Il appartenait certainement à l’élite de la race... dans le vague atavisme que révélaient la structure de son crâne, le dessin de ses traits, la clarté de son teint, je me flattais de trouver la garantie d’une intelligence perfectible, capable de tenir toutes les promesses du début... c’était bien l’individu désigné pour la sélection... Déjà l’influence de l’éducation se traduisait heureusement chez lui par les sentimens si rares de modestie et de confiance...

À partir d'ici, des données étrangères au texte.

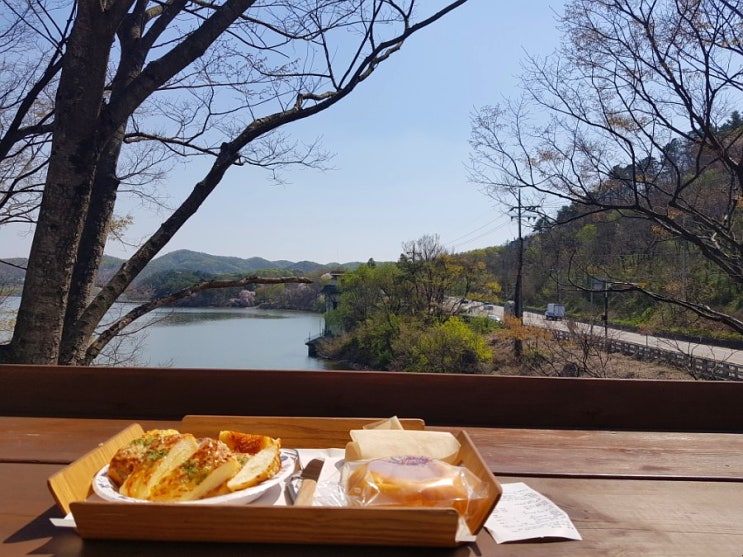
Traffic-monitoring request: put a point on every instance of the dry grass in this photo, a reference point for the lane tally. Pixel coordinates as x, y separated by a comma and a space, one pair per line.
544, 357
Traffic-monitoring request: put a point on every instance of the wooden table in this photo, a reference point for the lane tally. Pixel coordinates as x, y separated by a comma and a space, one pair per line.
628, 493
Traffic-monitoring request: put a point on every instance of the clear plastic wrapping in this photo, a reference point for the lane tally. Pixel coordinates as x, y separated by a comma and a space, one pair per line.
411, 481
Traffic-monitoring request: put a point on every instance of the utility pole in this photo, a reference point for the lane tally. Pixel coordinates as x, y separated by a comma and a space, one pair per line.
518, 296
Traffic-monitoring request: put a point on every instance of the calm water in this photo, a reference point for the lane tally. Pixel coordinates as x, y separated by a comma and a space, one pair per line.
220, 338
231, 338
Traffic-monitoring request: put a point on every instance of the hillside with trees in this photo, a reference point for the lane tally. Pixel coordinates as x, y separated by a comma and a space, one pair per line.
626, 148
103, 99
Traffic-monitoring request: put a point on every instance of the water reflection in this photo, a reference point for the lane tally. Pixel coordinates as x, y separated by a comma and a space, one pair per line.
216, 338
190, 316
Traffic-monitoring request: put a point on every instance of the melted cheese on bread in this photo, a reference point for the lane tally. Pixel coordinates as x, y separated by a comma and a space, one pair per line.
257, 468
246, 443
162, 455
130, 457
202, 474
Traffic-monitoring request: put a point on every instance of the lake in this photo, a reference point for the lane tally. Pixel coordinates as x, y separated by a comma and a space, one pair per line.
241, 338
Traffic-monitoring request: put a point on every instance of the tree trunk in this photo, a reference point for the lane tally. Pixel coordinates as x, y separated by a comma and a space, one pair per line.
72, 163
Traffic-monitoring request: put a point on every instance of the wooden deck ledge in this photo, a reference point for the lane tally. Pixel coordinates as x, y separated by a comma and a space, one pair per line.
439, 399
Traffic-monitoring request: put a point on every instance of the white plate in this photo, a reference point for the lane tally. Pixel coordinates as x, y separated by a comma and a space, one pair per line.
105, 488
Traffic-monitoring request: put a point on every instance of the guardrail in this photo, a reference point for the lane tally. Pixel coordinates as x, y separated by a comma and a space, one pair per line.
701, 368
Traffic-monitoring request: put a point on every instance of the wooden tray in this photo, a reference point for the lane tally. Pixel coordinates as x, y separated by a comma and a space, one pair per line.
431, 527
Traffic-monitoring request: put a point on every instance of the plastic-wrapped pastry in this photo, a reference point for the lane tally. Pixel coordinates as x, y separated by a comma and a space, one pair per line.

J’hésitais pourtant à parachever l’œuvre commencée... L’expérience ne pouvait réussir qu’en Europe, loin de la corruption inconsciente, des contacts avilissans, des promiscuités bestiales de la vie des noirs... Et encore les exemples des Malgaches, admis en France à nos écoles industrielles ou militaires, ne sont-ils pas encourageans. Sans prétendre engager avec nous et chez nous une lutte inégale, nos élèves, tout pleins d’espérances d’abord, comptaient déployer utilement leur activité dans leur pays ; mais replongés sans conseil, sans appui, sans contrôle, dans le milieu d’origine, ils ont fait retour à la barbarie primitive, ne gardant de la civilisation française que nos vices...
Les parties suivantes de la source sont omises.